VON NEUMANN ARCHITECTURE


 The design upon which many general purposes computers are based. The key elements are:
 Data and instructions are both stored as binary digits
 Data and instructions are both stored in primary memory
 Instructions are fetched from memory one at a time and in order (serially)
 The processor decodes and executes an instruction, before cycling around to fetch the next instruction
 The cycle continues until no more instructions are available
 A processor based on Von Neumann architecture has five special registers which it uses for processing:
 Program counter – hold the memory address of the next instruction to be fetched from primary memory
 Memory address register (MAR) – holds the address of the current instruction that is to be fetched from memory,
or the address in memory to which data is to be transferred
 Memory data register (MDR) – holds the contents found at the address held in the MAR, or data which is to be
transferred to primary memory
 Current instruction register (CIR) – holds the instruction that is currently being decoded and executed
 Accumulator (ACC) – holds the data being processed and the results of processing
FACTORS AFFECTING CPU PERFORMANCE
 Even though today’s processors are tremendously fast, their performance can be affected by several factors:
 Clock speed
 Cache speed
 Number of cores

CLOCK SPEED
 The CPU contains a clock which is used to coordinate all of the computer's components.
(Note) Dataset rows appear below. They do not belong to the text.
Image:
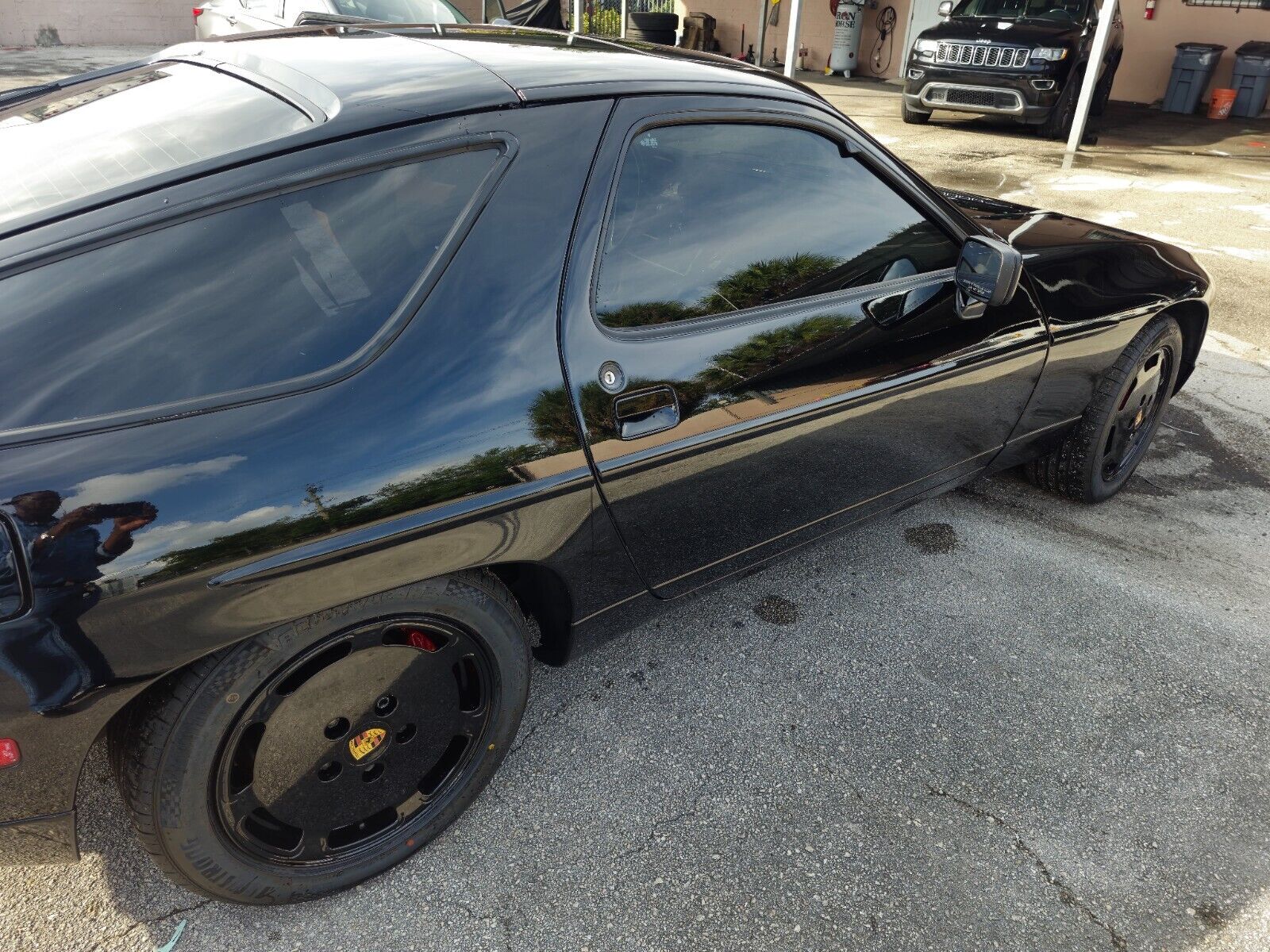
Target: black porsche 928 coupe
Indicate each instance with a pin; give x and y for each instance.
(338, 359)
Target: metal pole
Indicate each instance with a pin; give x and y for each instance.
(795, 14)
(1106, 10)
(765, 10)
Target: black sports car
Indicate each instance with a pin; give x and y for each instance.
(330, 357)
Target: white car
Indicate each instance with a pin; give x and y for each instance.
(217, 18)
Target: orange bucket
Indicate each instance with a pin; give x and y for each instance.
(1219, 106)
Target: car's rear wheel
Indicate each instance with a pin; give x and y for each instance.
(1096, 460)
(314, 757)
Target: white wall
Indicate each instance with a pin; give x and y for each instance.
(159, 22)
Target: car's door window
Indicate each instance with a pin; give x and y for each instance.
(717, 217)
(253, 295)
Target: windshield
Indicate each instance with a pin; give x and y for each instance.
(400, 10)
(1060, 10)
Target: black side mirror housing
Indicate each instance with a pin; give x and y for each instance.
(987, 276)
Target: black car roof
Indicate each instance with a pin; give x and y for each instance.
(433, 70)
(359, 79)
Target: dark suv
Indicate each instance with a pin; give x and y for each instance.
(1022, 59)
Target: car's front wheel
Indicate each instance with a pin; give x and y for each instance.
(321, 754)
(1100, 455)
(1058, 124)
(914, 117)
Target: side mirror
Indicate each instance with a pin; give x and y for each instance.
(987, 276)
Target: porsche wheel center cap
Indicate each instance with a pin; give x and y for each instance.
(366, 746)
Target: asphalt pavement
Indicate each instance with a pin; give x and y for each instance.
(995, 721)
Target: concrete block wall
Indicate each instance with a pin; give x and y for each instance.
(95, 22)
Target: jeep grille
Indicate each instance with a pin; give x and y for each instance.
(1007, 57)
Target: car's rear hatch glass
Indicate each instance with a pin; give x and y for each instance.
(93, 137)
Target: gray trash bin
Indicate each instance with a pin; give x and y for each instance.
(1251, 79)
(1193, 69)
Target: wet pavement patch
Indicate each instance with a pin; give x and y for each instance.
(775, 609)
(933, 539)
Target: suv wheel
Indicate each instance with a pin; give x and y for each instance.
(1103, 93)
(319, 754)
(1058, 124)
(912, 116)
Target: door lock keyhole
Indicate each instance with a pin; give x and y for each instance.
(611, 378)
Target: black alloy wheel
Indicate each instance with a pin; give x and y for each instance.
(1102, 452)
(1138, 413)
(321, 753)
(357, 740)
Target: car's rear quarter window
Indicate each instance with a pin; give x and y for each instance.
(253, 295)
(98, 136)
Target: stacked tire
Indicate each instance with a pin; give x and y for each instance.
(660, 29)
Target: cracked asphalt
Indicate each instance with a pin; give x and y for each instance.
(994, 721)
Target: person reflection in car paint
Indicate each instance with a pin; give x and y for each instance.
(46, 651)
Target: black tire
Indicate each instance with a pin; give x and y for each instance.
(1058, 124)
(451, 657)
(911, 116)
(1103, 93)
(660, 37)
(653, 22)
(1096, 460)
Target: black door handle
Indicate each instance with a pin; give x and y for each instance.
(645, 412)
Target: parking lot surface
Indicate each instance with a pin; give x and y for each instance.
(997, 720)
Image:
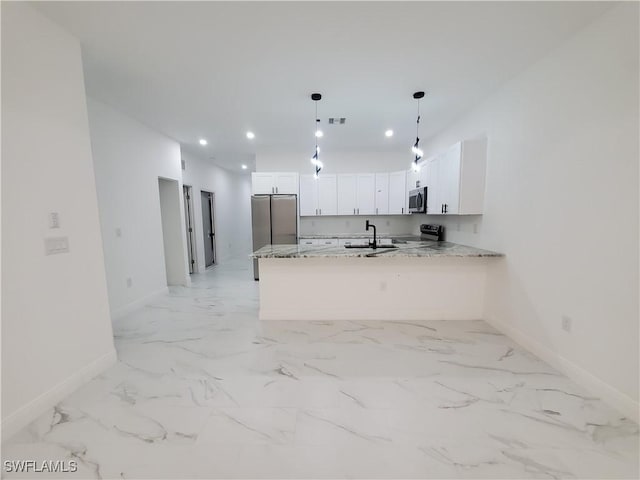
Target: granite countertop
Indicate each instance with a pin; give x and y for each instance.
(408, 249)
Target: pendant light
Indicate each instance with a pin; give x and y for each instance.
(416, 146)
(315, 159)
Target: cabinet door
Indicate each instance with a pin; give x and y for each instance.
(328, 241)
(397, 193)
(308, 196)
(366, 194)
(308, 241)
(347, 194)
(327, 195)
(286, 183)
(432, 171)
(451, 179)
(382, 193)
(262, 183)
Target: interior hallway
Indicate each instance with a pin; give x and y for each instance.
(202, 389)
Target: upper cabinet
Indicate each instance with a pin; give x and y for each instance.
(382, 194)
(356, 194)
(398, 199)
(456, 179)
(274, 183)
(318, 196)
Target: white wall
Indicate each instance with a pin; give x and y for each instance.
(172, 230)
(56, 330)
(232, 208)
(562, 204)
(129, 157)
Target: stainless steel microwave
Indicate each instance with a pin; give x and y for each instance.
(418, 200)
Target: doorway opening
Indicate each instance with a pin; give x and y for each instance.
(208, 227)
(187, 192)
(172, 236)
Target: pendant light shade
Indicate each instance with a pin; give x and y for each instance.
(315, 159)
(415, 149)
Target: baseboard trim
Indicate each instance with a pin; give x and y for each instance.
(359, 314)
(19, 419)
(609, 394)
(136, 304)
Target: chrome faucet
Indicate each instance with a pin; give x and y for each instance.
(373, 244)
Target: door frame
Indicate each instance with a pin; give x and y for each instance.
(212, 203)
(190, 227)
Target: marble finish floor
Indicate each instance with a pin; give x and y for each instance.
(202, 389)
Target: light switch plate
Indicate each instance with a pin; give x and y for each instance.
(55, 245)
(54, 220)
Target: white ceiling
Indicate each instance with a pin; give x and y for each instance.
(218, 69)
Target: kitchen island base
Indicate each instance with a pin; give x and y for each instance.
(362, 288)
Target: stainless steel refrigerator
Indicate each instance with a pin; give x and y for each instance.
(275, 222)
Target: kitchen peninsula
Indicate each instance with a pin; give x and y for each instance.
(413, 280)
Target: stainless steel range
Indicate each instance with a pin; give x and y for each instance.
(430, 231)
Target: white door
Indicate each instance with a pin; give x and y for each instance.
(366, 194)
(262, 183)
(286, 183)
(397, 193)
(347, 194)
(308, 196)
(327, 195)
(382, 193)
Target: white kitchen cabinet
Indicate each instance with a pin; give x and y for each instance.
(397, 203)
(308, 196)
(356, 194)
(308, 241)
(318, 195)
(327, 195)
(264, 183)
(382, 193)
(328, 241)
(456, 179)
(347, 194)
(433, 190)
(366, 188)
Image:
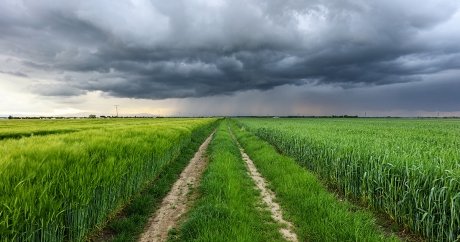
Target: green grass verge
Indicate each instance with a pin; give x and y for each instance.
(229, 207)
(316, 213)
(130, 222)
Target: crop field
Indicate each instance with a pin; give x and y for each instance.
(60, 186)
(410, 169)
(261, 179)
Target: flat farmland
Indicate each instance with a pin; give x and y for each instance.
(407, 168)
(230, 179)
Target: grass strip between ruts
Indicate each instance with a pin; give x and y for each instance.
(229, 208)
(317, 214)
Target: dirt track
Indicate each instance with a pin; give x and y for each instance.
(268, 197)
(179, 199)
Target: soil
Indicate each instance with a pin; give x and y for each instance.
(269, 198)
(179, 199)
The clock sends out a regular
electrical pulse which synchronises (keeps in time) all the components.
 The frequency of the pulses is known as the clock speed. Clock speed is measured in hertz. The higher the frequency,
the more instructions can be performed in any given moment of time.
 CPU clocks can sometimes be sped up slightly by the user. This process is known as overclocking. The more pulses per
second, the more fetch-decode-execute cycles that can be performed and the more instructions that are processed in
a given space of time. Overclocking can cause long-term damage to the CPU as it is working harder and producing
more heat.
 In the 1980s, processors commonly ran at a rate of between 3 megahertz (MHz) to 5 MHz, which is 3 million to 5
million pulses or cycles per second. Today, processors commonly run at a rate of 3 gigahertz (GHz) to 5 GHz, which is 3
billion to 5 billion pulses or cycles per second.

CACHE SIZE
 Cache is a small amount of high-speed random access memory (RAM) built directly within the processor. It is used to
temporarily hold data and instructions that the processor is likely to reuse.
 The bigger its cache, the less time a processor has to wait for instructions to be fetched.

NUMBER OF CORES
 A processing unit within a CPU is known as a core. Each core is capable of fetching, decoding and executing its own
instructions.
 The more cores a CPU has, the greater the number of instructions it can process in a given space of time. Many
modern CPUs are dual (two) or quad (four) core processors. This provides vastly superior processing power.

EMBEDDED SYSTEMS
 As well as general purpose computers, there are other types of computer systems. The most common of these are
known as embedded systems.
 An embedded system is a small computer that forms part of a larger system, device or machine. Its purpose is to
control the device and to allow a user to interact with it. They tend to have one, or a limited number of tasks that they
can perform.
 Examples of embedded systems include:
 central heating systems
 engine management systems in vehicles
 domestic appliances, such as dishwashers, TVs and digital phones
 digital watches
 electronic calculators
 GPS systems
 fitness trackers
 Embedded devices are not usually programmable by a user – the programming is usually done beforehand by the
manufacturer. However, it is often possible to upgrade the software on an embedded device. For example, fitness
trackers are embedded systems, but the software can often be upgraded by connecting the device to a PC and
installing the new software.
 Embedded systems can have advantages over general purpose computers in that:
 Their limited number of functions means they are cheaper to design and build.
 They tend to require less power. Some devices run on batteries.
 They do not need much processing power. They can be built using cheaper, less powerful processors.